Each node can perform a specific task, such as generating a message, invoking a tool, or transforming data, and it interacts with the state to read inputs and write outputs. Together, nodes are connected to form the agent’s workflow or execution graph, allowing complex reasoning and multi-step operations.

In our project, we’ll have four nodes.

  1. Agent node: This node is in charge of interacting with the LLM - it constructs the agent’s main message template and stacks old messages to the new prompt to create context.

  2. Tools node: The tools node introduces external capabilities, which allow the workflow to interact with external APIs

  3. START node: This node indicates the entry point of our workflow, or to be precise, which node to call when a user initiates a conversation with the agent. It’s quite simple to define.

  4. addConditionalEdges - addConditionalEdges('agent', shouldContinue): In LangGraph, .addConditionalEdges('agent', shouldContinue) lets the workflow branch dynamically after the 'agent' node runs, based on a condition defined in shouldContinue. Unlike a fixed edge, which always goes from one node to the next, a conditional edge evaluates the agent’s output and directs the workflow to different nodes depending on the result, allowing the AI agent to make decisions and adapt its next steps.

Graph Declaration

In LangGraph, a graph is the central structure that models an AI agent’s workflow as interconnected nodes, where each node represents a computation step, tool, or decision. It orchestrates the flow of data and control between nodes, manages conditional branching, and maintains the recursive loop of execution.
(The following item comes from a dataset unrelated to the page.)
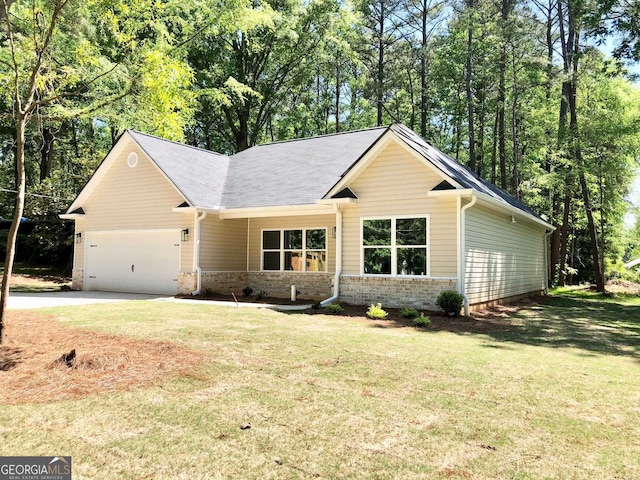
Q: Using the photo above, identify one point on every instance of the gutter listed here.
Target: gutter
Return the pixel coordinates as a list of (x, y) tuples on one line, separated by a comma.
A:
[(196, 254), (336, 281), (461, 254)]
Essentially, the graph is the backbone that ensures complex, stateful interactions happen in a coordinated and modular way, connecting nodes like agent, tools, and conditional edges into a coherent workflow.

With that knowledge in place, we can now create the agent graph with all its nodes.
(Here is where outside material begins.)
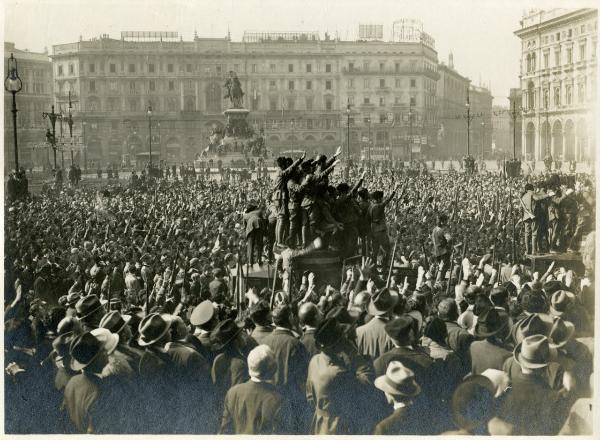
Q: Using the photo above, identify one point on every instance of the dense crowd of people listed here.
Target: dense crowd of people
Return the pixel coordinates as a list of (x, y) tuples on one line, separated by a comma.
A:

  const callModal = async (states: typeof graphState.State) => {
    const prompt = ChatPromptTemplate.fromMessages([
      {
        role: 'system',
        content: `
            You are a helpful assistant that helps users order drinks from Starbucks.
            Your job is to take the user's request and fill in any missing details based on how a complete order should look.
            A complete order follows this structure: ${OrderParser}.

            **TOOLS**
            You have access to a "create_order" tool.
            Use this tool when the user confirms the final order.
            After calling the tool, you should inform the user whether the order was successfully created or if it failed.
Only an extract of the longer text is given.